It's been more than a year since Keiko Nakamura was forced out of the top job at Toronto's public-housing agency following scathing reports by the city's auditor-general about sloppy procurement practices and staff spending on such luxuries as parties and massages.

Next month, the Toronto Community Housing Corporation finally gets a new boss, and he faces a daunting $750-million repair backlog.

Eugene E. Jones Jr., 56, the current executive director of the Detroit Housing Commission, is no stranger to revitalizing scandal-plagued social-housing authorities. Beginning in 2008, he turned around the Detroit commission, which the U.S. federal government had taken over in 2005 because of mismanagement.

He's also held senior posts with public-housing agencies in Indianapolis, Ind., Kansas City, Mo., and San Francisco, Calif.

Mr. Jones spoke to The Globe and Mail Tuesday.

Were you aware during the search process that the TCHC had undergone a pretty turbulent year that included the firing of your predecessor?

I looked at all the auditor-general's reports and so forth and they were very, very interesting. But the interesting part is that's typical here in the United States. So there's nothing here that they've done that I haven't seen being done. Sometimes we just do stupid things.

What do you mean by that?

EDs [executive directors]just do stupid things. They don't quite understand what their mission is and [they need]compassion for making sure their residents are provided for.

In the case of the Detroit Housing Commission, you went into that job at a point where there had been a lot of scandal. Can you tell me how you helped turn the commission around?

This is not the first or second time I've done this. San Francisco was troubled. Kansas City was the first housing authority under federal receivership. That means a judge, a federal judge took over that agency because of mismanagement and so forth. So Detroit was on the bubble. I looked at the morale, I looked at the training. I looked at a whole slew of things across the operation of the agency. The great thing about the Detroit Housing Commission, they had money. They just didn't know what to do with it or how to handle it.

Right now TCHC is in the midst of doing some major mixed-income projects with some private developers. What do you think of that approach?

Regent Park? That's great. The mixed-income [model]works here in the United States and I say it can have the same success in Canada.

What do you think of rental vouchers, which allow people to live outside of prescribed public housing?

There should be more rental supplement vouchers, I think, because of the growing need of affordable housing. If there's a way we can increase the portfolio, I'd like to look at that as well ... Maintain what you have, make sure that's efficient, safe and sanitary. [Make sure]criminal activity has been reduced. But we also have to look at other opportunities, because there's never enough social housing anywhere.
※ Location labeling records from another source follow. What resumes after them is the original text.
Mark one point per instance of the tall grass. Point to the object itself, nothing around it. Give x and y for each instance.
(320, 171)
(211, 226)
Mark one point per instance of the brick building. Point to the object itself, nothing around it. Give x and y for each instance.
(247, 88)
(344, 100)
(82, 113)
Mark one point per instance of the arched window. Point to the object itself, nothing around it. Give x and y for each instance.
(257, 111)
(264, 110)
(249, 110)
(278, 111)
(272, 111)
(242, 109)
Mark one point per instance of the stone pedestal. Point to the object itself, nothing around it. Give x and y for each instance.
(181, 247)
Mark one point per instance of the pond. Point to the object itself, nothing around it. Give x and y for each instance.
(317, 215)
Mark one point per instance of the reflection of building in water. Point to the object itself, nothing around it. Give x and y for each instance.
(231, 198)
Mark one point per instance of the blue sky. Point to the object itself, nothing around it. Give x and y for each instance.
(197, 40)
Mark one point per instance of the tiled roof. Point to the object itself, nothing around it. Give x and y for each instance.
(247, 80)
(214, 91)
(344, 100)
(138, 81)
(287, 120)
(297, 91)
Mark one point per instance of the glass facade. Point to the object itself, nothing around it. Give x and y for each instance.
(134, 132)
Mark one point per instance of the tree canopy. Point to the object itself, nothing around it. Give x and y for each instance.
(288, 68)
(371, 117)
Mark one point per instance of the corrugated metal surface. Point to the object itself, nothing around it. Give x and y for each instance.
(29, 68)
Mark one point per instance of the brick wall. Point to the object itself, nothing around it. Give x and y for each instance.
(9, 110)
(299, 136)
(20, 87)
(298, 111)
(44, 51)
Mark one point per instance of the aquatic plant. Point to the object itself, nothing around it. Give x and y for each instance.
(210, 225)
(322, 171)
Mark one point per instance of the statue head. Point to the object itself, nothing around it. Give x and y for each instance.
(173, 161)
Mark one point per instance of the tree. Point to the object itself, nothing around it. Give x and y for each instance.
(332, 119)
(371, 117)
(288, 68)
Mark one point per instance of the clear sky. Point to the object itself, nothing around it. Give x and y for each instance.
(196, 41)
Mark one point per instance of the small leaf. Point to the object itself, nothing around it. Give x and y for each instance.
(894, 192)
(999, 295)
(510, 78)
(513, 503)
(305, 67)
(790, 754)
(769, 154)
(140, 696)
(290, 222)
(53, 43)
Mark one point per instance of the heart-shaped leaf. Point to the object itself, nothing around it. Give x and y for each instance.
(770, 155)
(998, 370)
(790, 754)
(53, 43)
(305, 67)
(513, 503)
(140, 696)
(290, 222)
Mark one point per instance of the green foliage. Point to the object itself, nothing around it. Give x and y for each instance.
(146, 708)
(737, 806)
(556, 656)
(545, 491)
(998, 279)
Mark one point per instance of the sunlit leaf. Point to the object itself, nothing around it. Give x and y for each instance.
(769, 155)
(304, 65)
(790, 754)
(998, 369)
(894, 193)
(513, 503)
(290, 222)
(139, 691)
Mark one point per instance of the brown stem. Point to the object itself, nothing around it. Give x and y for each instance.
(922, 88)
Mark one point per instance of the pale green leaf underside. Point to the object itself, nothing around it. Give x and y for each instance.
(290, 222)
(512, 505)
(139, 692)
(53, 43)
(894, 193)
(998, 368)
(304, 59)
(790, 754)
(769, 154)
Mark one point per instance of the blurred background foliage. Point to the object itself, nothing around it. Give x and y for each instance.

People who are against rental subsidies here say they don't work, that people who live in social housing need support that goes beyond what a rental voucher can provide.

The interesting thing is that most people on rental supplements have jobs. That's always discounted and people don't understand that ... rental supplements give individuals an opportunity to live where they want to live at, closer to a job, closer to transportation. Would you rather have the people on the streets, being homeless?

The mayor of Toronto has taken a particular interest in TCHC. When you were going through the hiring process, did you have a chance to speak with him?

No, I did not.

What are you expecting to be the major differences between working in the States and working in Canada on this file?

Trying to re-learn the metric system and your money. And the difference between Celsius and Fahrenheit.